American educator and publisher (1847–1924)

Charles William Bardeen (August 28, 1847 – August 19, 1924) was an American educator and publisher. He devoted his career to improve the education system of the United States. He was the father of Charles Russell Bardeen and grandfather of two-time Nobel Prize winning physicist John Bardeen.

==Early life==
Charles William Bardeen was born on August 28, 1847, in Groton, Massachusetts, to Mary Ann (née Farnsworth) and William T. Bardeen. His family were abolitionists. He was referred to as C.W. by the later generations of Bardeens.

Bardeen left school at the age of fourteen to enlist in the Northern Army in the American Civil War, where he signed up as a drummer boy with the 1st Massachusetts Infantry Regiment. He was a poor drummer and because of that, he spent the Civil War as a fifer. He served until he mustered out in 1864. After the Civil War, he graduated from the Lawrence Academy in Groton in 1865 and from Yale University in 1869.

==Career==
After completing his graduation, Bardeen found employment as a vice-principal and teacher at the Connecticut State Normal School, and held several positions as school principal, superintendent, and college English professor until 1873. He also served as superintendent of schools in Whitehall, New York. He moved his family to Syracuse, New York, in 1874. He established his own publishing company, School Bulletin Publications, that year. He became managing editor of the School Bulletin in 1874 and retained that position for almost fifty years. The magazine became a forum for expressing his strong views on the importance of quality education. In the 1880s and 1890s, Bardeen made a number of trips to Europe and northern Africa, and he wrote up his travel adventures for the Bulletin.

Bardeen served as director of the National Education Association from 1891 to 1895. In 1893, he was in charge of the Department of Educational Publications of the International Congress at Chicago. He became president of the Educational Press Association of America in 1900. He was a member of the American Association for the Advancement of Science and the American Social Science Association. He was a fellow of the American Geographical Society and president of the Syracuse Typothetae.

==Family and later life==
Bardeen married Ellen P. Dickerman on June 15, 1868. They lived at 1109 East Genesee Street in Syracuse. His son Charles Russell Bardeen was born in Kalamazoo, Michigan in 1871.

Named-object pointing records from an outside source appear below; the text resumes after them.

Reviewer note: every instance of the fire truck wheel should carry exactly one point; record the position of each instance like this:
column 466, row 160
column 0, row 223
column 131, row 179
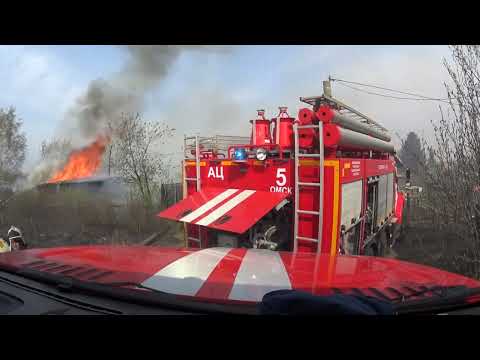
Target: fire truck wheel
column 371, row 250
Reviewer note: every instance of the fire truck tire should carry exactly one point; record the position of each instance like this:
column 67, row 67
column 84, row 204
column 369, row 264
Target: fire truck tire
column 371, row 250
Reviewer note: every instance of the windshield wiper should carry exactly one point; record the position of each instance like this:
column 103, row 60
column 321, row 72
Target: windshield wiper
column 446, row 298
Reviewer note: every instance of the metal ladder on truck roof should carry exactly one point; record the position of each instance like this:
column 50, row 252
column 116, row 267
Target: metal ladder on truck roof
column 344, row 109
column 299, row 185
column 198, row 183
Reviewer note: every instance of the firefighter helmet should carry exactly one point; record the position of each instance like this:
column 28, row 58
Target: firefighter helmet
column 15, row 238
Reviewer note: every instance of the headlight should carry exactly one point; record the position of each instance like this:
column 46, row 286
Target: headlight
column 240, row 154
column 261, row 154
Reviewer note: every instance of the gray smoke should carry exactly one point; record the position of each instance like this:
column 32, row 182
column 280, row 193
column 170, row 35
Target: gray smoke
column 105, row 100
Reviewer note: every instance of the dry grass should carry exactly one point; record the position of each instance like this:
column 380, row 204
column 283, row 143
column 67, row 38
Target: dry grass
column 78, row 217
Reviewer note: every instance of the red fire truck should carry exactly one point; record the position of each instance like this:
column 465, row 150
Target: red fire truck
column 324, row 181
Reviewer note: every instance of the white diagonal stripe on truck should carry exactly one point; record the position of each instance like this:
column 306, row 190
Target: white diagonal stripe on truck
column 186, row 275
column 222, row 210
column 261, row 271
column 208, row 205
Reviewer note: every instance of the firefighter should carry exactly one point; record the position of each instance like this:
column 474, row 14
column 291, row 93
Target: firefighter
column 369, row 220
column 407, row 175
column 15, row 239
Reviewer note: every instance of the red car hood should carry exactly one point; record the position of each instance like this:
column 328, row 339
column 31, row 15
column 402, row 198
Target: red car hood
column 235, row 275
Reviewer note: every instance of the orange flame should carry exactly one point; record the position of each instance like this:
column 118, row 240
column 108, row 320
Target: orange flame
column 82, row 163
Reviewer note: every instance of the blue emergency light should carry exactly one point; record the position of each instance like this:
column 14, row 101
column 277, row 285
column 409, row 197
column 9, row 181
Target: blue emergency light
column 240, row 154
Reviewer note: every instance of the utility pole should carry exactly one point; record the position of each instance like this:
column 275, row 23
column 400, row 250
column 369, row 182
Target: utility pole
column 327, row 88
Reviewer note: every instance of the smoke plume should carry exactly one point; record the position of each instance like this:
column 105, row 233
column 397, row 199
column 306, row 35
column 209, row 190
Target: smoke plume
column 124, row 92
column 106, row 99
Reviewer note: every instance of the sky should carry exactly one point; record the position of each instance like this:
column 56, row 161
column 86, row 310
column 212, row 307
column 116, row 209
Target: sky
column 219, row 92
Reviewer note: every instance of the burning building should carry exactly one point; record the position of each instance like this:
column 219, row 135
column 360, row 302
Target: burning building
column 80, row 172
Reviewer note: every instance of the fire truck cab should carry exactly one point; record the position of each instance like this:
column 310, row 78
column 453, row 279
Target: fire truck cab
column 324, row 181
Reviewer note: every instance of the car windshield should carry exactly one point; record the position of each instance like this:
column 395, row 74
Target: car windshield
column 228, row 184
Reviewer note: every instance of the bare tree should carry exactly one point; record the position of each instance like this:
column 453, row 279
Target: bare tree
column 134, row 154
column 13, row 145
column 452, row 177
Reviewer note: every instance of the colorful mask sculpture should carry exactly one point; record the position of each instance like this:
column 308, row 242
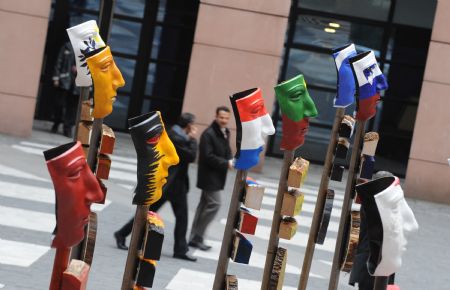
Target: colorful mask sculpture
column 296, row 108
column 76, row 189
column 370, row 81
column 253, row 125
column 345, row 80
column 389, row 220
column 155, row 154
column 84, row 38
column 107, row 79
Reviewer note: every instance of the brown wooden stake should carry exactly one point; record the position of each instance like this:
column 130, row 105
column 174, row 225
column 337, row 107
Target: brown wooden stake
column 59, row 266
column 137, row 236
column 346, row 204
column 320, row 203
column 228, row 235
column 288, row 157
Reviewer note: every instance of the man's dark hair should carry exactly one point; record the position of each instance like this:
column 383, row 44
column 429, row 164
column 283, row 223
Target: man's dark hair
column 185, row 119
column 222, row 108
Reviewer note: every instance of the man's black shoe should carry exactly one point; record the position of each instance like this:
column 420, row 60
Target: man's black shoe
column 200, row 246
column 120, row 241
column 186, row 257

In later years, Bardeen frequently exchanged letters with his son Charles, in which they discussed issues about education, work, and life in general. He also filtered his experience and ideas with his grandchildren. He sent A Little Fifer’s War Diary, an autobiographical memoir about his experiences during the American Civil War, to John Bardeen for his tenth birthday. He died in Syracuse on August 19, 1924.